« Trop longtemps, on a amené dans les quartiers populaires des équipements de seconde zone », estime Grégory Doucet
INTERVIEW Le maire EELV de Lyon Grégory Doucet s’est entretenu avec la rédaction de « 20 Minutes » afin d’évoquer son action dans les quartiers populaires
- Alors que la mairie de Lyon doit dévoiler ce vendredi le dernier volet de l’îlot Kennedy – projet urbanistique dans le 8e arrondissement –, Grégory Doucet s’est entretenu avec 20 Minutes.
- Le maire de Lyon revient sur son action dans les quartiers populaires.
- « Dans les quartiers populaires, on doit faire l’effort d’amener les meilleurs équipements possibles. Les gens le méritent », estime l’élu écologiste.

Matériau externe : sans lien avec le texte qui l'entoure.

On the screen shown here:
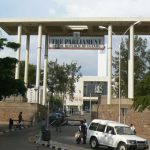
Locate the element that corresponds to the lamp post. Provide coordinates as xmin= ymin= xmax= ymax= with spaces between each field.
xmin=99 ymin=21 xmax=141 ymax=122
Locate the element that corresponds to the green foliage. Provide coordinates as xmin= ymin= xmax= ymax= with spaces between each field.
xmin=20 ymin=61 xmax=36 ymax=88
xmin=113 ymin=36 xmax=150 ymax=111
xmin=0 ymin=38 xmax=20 ymax=51
xmin=0 ymin=38 xmax=26 ymax=100
xmin=133 ymin=95 xmax=150 ymax=111
xmin=49 ymin=96 xmax=63 ymax=111
xmin=47 ymin=60 xmax=81 ymax=108
xmin=0 ymin=57 xmax=26 ymax=100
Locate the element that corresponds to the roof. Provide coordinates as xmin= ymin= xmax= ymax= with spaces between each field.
xmin=0 ymin=17 xmax=150 ymax=36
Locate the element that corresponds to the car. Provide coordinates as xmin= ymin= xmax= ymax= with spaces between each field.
xmin=49 ymin=111 xmax=66 ymax=126
xmin=87 ymin=119 xmax=148 ymax=150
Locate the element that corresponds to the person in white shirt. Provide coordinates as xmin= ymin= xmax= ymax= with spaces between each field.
xmin=130 ymin=124 xmax=136 ymax=134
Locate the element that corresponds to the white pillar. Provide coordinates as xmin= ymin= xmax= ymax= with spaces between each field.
xmin=107 ymin=25 xmax=112 ymax=104
xmin=128 ymin=25 xmax=134 ymax=99
xmin=24 ymin=35 xmax=30 ymax=87
xmin=35 ymin=25 xmax=42 ymax=103
xmin=15 ymin=25 xmax=22 ymax=79
xmin=42 ymin=35 xmax=48 ymax=105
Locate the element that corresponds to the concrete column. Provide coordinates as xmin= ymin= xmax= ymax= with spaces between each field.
xmin=24 ymin=35 xmax=30 ymax=87
xmin=107 ymin=25 xmax=112 ymax=104
xmin=15 ymin=25 xmax=22 ymax=79
xmin=128 ymin=25 xmax=134 ymax=99
xmin=42 ymin=35 xmax=48 ymax=105
xmin=35 ymin=25 xmax=42 ymax=103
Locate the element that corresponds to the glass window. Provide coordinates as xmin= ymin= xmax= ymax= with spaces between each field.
xmin=97 ymin=124 xmax=106 ymax=132
xmin=89 ymin=122 xmax=98 ymax=131
xmin=106 ymin=126 xmax=115 ymax=134
xmin=115 ymin=126 xmax=133 ymax=135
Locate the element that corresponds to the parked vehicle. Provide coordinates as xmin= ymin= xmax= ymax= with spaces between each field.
xmin=49 ymin=111 xmax=66 ymax=126
xmin=87 ymin=119 xmax=148 ymax=150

Ce vendredi matin, la mairie de Lyon doit dévoiler le dernier volet du projet de l’Ilot Kennedy (8e arrondissement), à savoir la présentation du futur complexe sportif qui regroupera un gymnase, un dojo, un mur d’escalade, une aire cyclable et une piscine municipale. A cette occasion, le maire EELV de Lyon Grégory Doucet s’est entretenu avec la rédaction de 20 Minutes afin d’évoquer plus largement son action dans les quartiers populaires.
L’îlot Kennedy est l’un de vos projets phares en matière d’urbanisme. Il sera réalisé dans le 8e arrondissement, le vôtre. Pourquoi avez-vous choisi ce quartier-là pour y implanter des équipes de services publics ?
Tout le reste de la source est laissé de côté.